В комнату вошла полная, небольшого роста женщина. Шторы были спущены. Антонина не узнавала, кто это, но чувствовала что-то очень знакомое во всем облике вошедшей.

— Не узнаешь? — спросила та.

— Нет, право, — начала Антонина и не кончила, вдруг крикнула: — Таня, Танечка!..

Они обнялись.

— Вот привелось, — говорила Татьяна, — ведь я тебе писала…

— Что писала? Я ничего не знаю…

— Несколько раз писала… Да открой занавески, дай на тебя посмотреть, — говорила она сердитым голосом, — ну? Что встали, как две дуры…

Она сама подошла к окну и, свернув штору жгутом, забросила ее на шкаф. Комната наполнилась солнечным светом.

— Ленька дома? — спросила Татьяна.

Антонина молчала.

— Разошлась с ним, что ли?

— Он умер, — тихо сказала Антонина, — под грузовик повал.

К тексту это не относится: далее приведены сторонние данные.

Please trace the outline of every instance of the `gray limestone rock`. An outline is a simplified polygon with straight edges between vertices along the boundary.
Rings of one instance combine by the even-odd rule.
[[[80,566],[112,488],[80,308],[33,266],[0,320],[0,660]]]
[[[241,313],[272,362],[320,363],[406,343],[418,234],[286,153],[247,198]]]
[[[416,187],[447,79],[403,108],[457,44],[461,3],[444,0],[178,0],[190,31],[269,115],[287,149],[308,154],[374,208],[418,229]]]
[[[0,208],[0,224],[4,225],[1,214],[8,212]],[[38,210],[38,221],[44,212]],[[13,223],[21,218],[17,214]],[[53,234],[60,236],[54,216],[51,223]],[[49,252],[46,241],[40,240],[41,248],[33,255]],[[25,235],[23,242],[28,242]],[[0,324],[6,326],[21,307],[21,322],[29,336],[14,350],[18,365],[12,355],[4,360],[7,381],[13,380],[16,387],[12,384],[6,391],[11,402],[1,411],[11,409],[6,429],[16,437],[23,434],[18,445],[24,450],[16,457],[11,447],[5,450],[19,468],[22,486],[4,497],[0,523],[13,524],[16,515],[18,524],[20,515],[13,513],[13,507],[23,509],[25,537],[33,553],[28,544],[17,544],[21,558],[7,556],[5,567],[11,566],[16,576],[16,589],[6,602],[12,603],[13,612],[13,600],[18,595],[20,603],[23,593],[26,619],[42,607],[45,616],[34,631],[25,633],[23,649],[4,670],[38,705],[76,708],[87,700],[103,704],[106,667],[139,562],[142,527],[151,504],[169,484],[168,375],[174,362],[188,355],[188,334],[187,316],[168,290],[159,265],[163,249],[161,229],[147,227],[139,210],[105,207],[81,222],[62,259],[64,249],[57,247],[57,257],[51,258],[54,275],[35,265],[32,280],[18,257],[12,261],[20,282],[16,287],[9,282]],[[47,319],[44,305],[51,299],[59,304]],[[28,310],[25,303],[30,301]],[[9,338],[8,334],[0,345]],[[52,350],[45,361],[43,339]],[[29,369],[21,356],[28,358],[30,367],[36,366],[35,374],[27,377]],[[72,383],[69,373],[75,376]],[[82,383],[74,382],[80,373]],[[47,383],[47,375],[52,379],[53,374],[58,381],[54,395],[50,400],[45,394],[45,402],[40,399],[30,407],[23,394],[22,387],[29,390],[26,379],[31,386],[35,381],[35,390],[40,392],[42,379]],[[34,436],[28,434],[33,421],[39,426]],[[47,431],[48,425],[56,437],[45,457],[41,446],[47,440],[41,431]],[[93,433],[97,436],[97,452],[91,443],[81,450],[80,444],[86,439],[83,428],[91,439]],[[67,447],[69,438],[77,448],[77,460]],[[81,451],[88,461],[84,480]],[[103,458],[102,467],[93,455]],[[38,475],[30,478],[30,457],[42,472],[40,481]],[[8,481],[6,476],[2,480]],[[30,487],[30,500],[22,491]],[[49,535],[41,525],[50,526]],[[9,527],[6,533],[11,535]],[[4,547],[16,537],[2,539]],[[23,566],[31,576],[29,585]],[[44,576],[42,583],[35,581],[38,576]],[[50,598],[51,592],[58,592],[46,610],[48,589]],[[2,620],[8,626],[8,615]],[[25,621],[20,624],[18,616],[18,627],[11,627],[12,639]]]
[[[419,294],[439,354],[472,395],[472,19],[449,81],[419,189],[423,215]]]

Татьяна охнула и побелела.

— Музыкант, музыкант, — наконец сказала она, — доигрался. Давно?

— Давно.

Опять помолчали.

Вошел Федя в вязаном костюмчике, с лопатой. Увидев незнакомую женщину, он смутился и хотел было убежать, но Антонина окликнула его. Он подошел к ней.

— Лёнин? — спросила Татьяна.

— Да.

Татьяна подошла к Феде, встала перед ним на колени и всмотрелась в его лицо.

— Ну, чего тебе нужно? — испуганно спросил Федя. — Чего смотришь?

— Не похож, — сказала Татьяна и быстро поцеловала мальчика в рот, — совсем не похож.

Потом она встала с колен, с силой провела ладонями по лицу, встряхнула головой (только сейчас Антонина заметила, что Татьяна подстриглась), прошлась по комнате и отворила окно.

— Ну, теперь говори, — потребовала она, — как у тебя все?

— У меня никак, — сказала Антонина, — живу и живу, а вот ты совсем переменилась.

— Переменилась?

— Да.

— В чем же это? — думая о чем-то другом, спросила Татьяна. — Чем же это я переменилась?

— Подстриглась, во-первых, — говорила Антонина, сама еще не понимая, в чем же, собственно, заключается перемена, происшедшая с Татьяной. — Подстриглась, — повторила она.

— А кроме?

— Одета иначе…

— А еще?

— Говоришь иначе…

— Главное, конечно, что подстриглась, — усмехнулась дворничиха, — верно?

— Ты что, обиделась?

— Нет, почему? Просто смешно стало. Подстриглась я давно — сыпным тифом заболела, вот и остригли меня. Чаем не напоишь? — вдруг спросила она. — Мне пить хочется.

За чаем они больше молчали. Федя тоже пил с ними, сидел на своем высоком стуле, болтал ногами и говорил без умолку. Антонине было приятно, что можно молчать: Татьяна очень переменилась, с ней трудно было найти общие слова, она все о чем-то думала или порою поглядывала на Федю, и глаза ее выражали тревогу.